Tuesday, September 14, 2004

7/27/2004

I walked into the secretary's office, on a dual mission. The best kind of mission, because if one fails, you've always got another, so you can justify your efforts.

Unfortunately, the second half of the mission was to tell one of the secretaries that her relative had failed the year because of excessive absences and falsification of documents. I've always had a good relationship with her, and was afraid of the consequences of telling her.

So I told her I had news, and that her relative had to be failed. She grabbed my hand and started to walk off, saying "What about that peanut butter you promised me? When are you going to bring that in?" It was a relief to hear that it was no big deal - it was probably what she had expected all along. But it was a surprise, as most of these things are.

I get routinely called into offices, expecting the worst, but end up fixing a fax machine or copier. Then once in a while, I really get ripped into for something I hadn't expected to cause a problem.

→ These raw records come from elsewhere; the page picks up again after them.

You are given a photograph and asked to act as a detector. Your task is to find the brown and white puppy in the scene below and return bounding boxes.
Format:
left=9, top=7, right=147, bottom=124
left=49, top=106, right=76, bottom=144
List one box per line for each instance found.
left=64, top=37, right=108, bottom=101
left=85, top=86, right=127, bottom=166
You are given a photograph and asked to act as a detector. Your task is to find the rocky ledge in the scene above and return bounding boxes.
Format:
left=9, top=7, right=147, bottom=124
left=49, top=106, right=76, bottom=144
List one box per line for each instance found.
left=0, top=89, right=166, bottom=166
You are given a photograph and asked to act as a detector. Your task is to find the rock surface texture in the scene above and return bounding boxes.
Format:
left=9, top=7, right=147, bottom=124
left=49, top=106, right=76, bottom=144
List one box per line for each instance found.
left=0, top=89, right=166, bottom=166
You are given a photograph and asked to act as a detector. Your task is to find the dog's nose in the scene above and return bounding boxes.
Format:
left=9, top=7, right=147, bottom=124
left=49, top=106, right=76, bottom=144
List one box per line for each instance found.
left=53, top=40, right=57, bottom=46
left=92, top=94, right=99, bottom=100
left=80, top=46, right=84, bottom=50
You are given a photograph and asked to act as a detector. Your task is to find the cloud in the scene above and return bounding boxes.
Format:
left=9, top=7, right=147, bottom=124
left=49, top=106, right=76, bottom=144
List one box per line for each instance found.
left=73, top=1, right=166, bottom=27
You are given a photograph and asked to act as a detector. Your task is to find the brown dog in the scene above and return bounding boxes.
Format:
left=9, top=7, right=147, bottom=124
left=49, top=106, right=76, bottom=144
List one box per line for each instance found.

And honestly, this is the last challenge of being here - to stop being so surprised. I come in to these situations with a certain list of expectations that I thought I had carefully cultivated over these couple of years only to find that I am once again wrong. Dead wrong. And surprised about that. So what I'm saying is that I just need to stop being surprised about being wrong. I need to let myself be more human and to realize how unpredictable others are.

Interestingly, it was this quality that I noticed in the returned volunteers I had met - a hesitancy to predicts others' actions - that made me admire them so much. And so I want to see that in myself, too.

And, by the way, the other mission I was on was for money which (unsurprisingly) wasn't there.

Surprisingly, however, it arrived an hour later as they said it would.